Даже пронырливый Амброджо, как ни подсматривал, ничего не мог выведать. Леонардо вел себя так же, как во времена работы над «другим ангелом».

Когда на следующее утро, придя к другу, он развернул платок и обнажил сверкающую, странную вещь, Аталанте вскрикнул от удивления.

– Вот обещанное, – сказал художник и внешне спокойно прищурился.

Инструмент мало чем напоминал лиру. То был серебряный конский череп с широко раздвинутыми челюстями. Число струн немного превышало обычное, принятое. Казалось, это голова сказочного коня, у которого выросло множество длинных и тонких зубов. Когда же Леонардо прикоснулся к струнам-зубам, комната наполнилась сильными, чарующими звуками.

Аталанте не мог нахвалиться, глядя на созданное другом чудо.

– Это тебе от меня, – кивнул Леонардо.

– Мне? Просто невероятно! Я… я не могу принять такой ценный дар!

– Обидеть хочешь?

Певец знал, что друг его находится в весьма стесненных обстоятельствах.

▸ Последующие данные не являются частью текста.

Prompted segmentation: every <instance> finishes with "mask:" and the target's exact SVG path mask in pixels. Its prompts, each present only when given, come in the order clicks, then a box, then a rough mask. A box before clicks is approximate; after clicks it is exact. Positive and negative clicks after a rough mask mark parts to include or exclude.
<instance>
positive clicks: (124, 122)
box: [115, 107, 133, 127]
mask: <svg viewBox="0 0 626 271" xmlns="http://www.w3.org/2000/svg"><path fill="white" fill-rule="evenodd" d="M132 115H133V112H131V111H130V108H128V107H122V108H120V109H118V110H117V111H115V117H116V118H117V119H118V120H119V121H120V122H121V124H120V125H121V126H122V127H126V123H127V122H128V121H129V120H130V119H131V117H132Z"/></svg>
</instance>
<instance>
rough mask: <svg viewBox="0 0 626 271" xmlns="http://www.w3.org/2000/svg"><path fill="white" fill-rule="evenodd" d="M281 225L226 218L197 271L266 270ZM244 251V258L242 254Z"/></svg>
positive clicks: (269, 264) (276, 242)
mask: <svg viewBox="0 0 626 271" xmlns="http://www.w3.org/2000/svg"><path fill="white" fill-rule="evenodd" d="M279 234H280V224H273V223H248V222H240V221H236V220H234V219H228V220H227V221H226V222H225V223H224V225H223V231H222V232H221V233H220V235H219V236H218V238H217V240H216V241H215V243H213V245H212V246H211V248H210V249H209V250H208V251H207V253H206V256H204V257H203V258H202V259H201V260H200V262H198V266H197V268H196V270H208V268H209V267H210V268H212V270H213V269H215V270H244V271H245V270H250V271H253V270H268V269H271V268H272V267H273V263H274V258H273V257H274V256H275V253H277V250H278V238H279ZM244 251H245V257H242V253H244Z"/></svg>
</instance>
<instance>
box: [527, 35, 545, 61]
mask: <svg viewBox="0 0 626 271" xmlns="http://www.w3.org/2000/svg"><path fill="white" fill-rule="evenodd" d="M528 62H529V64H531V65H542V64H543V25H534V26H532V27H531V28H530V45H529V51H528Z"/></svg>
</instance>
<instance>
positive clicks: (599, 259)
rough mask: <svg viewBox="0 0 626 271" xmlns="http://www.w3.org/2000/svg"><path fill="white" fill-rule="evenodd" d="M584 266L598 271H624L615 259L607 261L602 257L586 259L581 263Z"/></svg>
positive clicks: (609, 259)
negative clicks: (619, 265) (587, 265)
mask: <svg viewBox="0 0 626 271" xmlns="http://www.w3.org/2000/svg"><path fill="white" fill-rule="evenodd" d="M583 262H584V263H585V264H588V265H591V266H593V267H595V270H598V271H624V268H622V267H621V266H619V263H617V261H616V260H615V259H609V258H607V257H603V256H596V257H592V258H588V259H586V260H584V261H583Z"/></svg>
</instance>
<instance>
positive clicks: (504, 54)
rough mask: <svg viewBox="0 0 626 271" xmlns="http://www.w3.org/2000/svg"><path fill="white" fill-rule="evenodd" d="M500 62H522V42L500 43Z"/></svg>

– Ты не можешь позволить себе такое… Тут ведь одного серебра…

– А, что там! – махнул рукой Леонардо.

И вдруг повеселел, забавляясь удивлением и восторгом Аталанте. Его радовала и сама лира. Правда, он потратил на нее все свои сбережения. Даже Милиоротти не подозревал, насколько плохи его дела. Теперь он вынужден был снова занимать у своего отца, в то время как не рассчитался с Верроккио, которому должен уже с полгода.

Да что горевать! Теперь все переменится. Вмиг исчезли сплин, дурное настроение, клубящиеся туманы, закрывавшие от него краски мира, неопределенность. Теперь он возьмется и закончит алтарный образ, и тогда… тогда…

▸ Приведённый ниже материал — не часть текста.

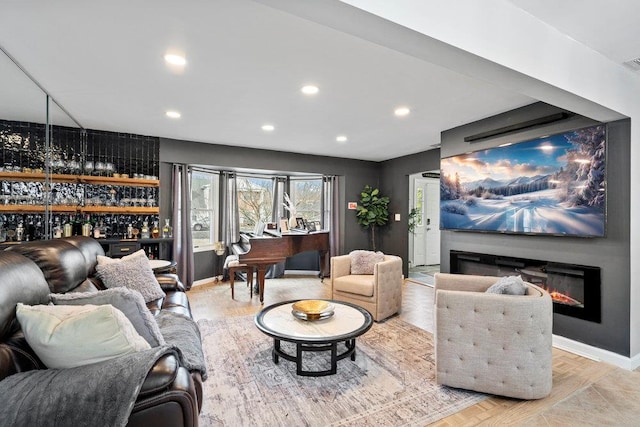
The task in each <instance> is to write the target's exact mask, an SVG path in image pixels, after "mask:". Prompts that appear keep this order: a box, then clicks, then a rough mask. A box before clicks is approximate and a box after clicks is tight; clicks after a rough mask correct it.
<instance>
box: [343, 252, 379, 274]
mask: <svg viewBox="0 0 640 427" xmlns="http://www.w3.org/2000/svg"><path fill="white" fill-rule="evenodd" d="M349 257H350V258H351V274H373V269H374V267H375V265H376V264H377V263H379V262H382V261H384V254H383V253H382V252H379V251H378V252H373V251H362V250H356V251H351V252H350V253H349Z"/></svg>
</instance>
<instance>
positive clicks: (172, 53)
mask: <svg viewBox="0 0 640 427" xmlns="http://www.w3.org/2000/svg"><path fill="white" fill-rule="evenodd" d="M164 60H165V61H166V62H167V63H168V64H171V65H186V63H187V60H186V59H185V57H184V56H182V55H177V54H175V53H167V54H166V55H165V56H164Z"/></svg>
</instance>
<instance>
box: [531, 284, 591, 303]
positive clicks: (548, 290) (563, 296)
mask: <svg viewBox="0 0 640 427" xmlns="http://www.w3.org/2000/svg"><path fill="white" fill-rule="evenodd" d="M541 287H542V289H544V290H545V291H547V292H549V295H551V299H552V300H553V301H554V302H557V303H560V304H565V305H570V306H572V307H578V306H580V307H582V306H583V303H581V302H580V301H578V300H577V299H574V298H571V296H570V295H567V294H565V293H562V292H560V291H558V290H557V289H551V288H550V287H549V286H546V285H542V286H541Z"/></svg>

О дальнейшем он даже не стал думать.

Зато Аталанте оказался человеком более практичным.

– Пойми, дружище, это королевская штучка, – доказывал он Леонардо, разглядывая лиру. – Для такого бедного паяца, как я, слишком большая роскошь. Ты должен, понимаешь, должен предложить ее синьору Медичи. Между нами говоря, ты и так единственный из всех великих художников у нас, не снискавший его расположения. Пусть он не такой уж и знаток музыки, тем не менее, увидишь, он по достоинству оценит твой труд. Ведь это совместное творение художника и изобретателя. Послушай, снеси ему…

– Не обижай меня, Аталанте! Это же подарок тебе.

– «Тебе, тебе», – передразнил его Аталанте. – Ладно, оставим это… Да, ты же ничего не знаешь! Ведь я…

– Что-нибудь случилось?… И ты молчишь? В чем дело?

– Я еду в Милан.

– В Милан? Так, ни с того ни с сего?

– А ведь и ты бы не прочь!.. Как?

– Когда-то, – пробормотал Леонардо и потупился, – когда-то я хотел, но теперь…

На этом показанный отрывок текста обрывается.